Another frequent area of analysis is the class of trade of healthcare organizations associated with prescribers and whether they are hospital-affiliated, group practices, or individual providers.
We also analyze the payer mix, slicing the data by commercial, Medicare, Medicaid, or other payer types using either the primary payer field or book of business indicators.
Finally, we get into persistence and compliance. Using methods like gap-based persistence or proportion of days covered (PDC), we quantify how long patients stay on therapy and how adherent they are.

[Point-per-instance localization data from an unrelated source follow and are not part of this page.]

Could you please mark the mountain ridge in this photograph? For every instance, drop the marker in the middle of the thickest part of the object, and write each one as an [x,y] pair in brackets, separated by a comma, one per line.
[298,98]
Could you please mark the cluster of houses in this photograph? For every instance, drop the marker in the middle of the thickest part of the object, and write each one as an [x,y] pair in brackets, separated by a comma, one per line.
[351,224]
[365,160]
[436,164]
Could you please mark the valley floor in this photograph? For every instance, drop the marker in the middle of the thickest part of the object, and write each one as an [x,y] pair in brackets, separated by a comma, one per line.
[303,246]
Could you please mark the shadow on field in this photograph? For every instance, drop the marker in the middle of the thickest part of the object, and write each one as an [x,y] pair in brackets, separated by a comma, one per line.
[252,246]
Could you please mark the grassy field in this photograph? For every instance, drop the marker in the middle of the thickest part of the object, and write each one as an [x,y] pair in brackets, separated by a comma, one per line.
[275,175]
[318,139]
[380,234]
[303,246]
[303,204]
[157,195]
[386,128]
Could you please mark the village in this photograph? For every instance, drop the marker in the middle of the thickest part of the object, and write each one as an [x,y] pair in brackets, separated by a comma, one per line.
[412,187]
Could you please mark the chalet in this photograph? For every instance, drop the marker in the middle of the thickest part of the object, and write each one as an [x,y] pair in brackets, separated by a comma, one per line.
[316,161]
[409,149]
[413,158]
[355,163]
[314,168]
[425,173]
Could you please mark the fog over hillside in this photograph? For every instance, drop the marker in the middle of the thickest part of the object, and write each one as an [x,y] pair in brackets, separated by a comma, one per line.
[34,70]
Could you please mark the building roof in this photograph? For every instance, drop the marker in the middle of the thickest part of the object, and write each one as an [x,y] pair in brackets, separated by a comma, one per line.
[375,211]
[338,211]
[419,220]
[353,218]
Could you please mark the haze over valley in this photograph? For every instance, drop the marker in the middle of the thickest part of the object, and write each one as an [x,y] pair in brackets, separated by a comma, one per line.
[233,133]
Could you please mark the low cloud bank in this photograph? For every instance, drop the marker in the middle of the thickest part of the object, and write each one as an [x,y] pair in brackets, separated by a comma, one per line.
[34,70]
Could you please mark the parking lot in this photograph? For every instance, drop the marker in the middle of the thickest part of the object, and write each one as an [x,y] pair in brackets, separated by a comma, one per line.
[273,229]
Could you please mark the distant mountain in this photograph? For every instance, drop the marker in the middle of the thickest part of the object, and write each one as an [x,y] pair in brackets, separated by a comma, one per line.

These metrics are often used in internal performance benchmarking, payer discussions, or even promotional strategy refinement.

Final Thoughts: Real-World Data as a Strategic Asset

Bringing all this together, the goal is to convert raw data into clear, actionable stories. Whether it’s informing sales strategy, refining access models, or guiding future launch planning, commercial pharma analytics provides the evidence base behind many business-critical decisions. Real-world data has its limitations, there’s noise, missingness, and assumptions, but when used thoughtfully, it offers unparalleled visibility into how medicines are used in the real world. And for those of us working at the intersection of analytics, business, and healthcare, it’s both a challenge and a privilege to uncover those insights.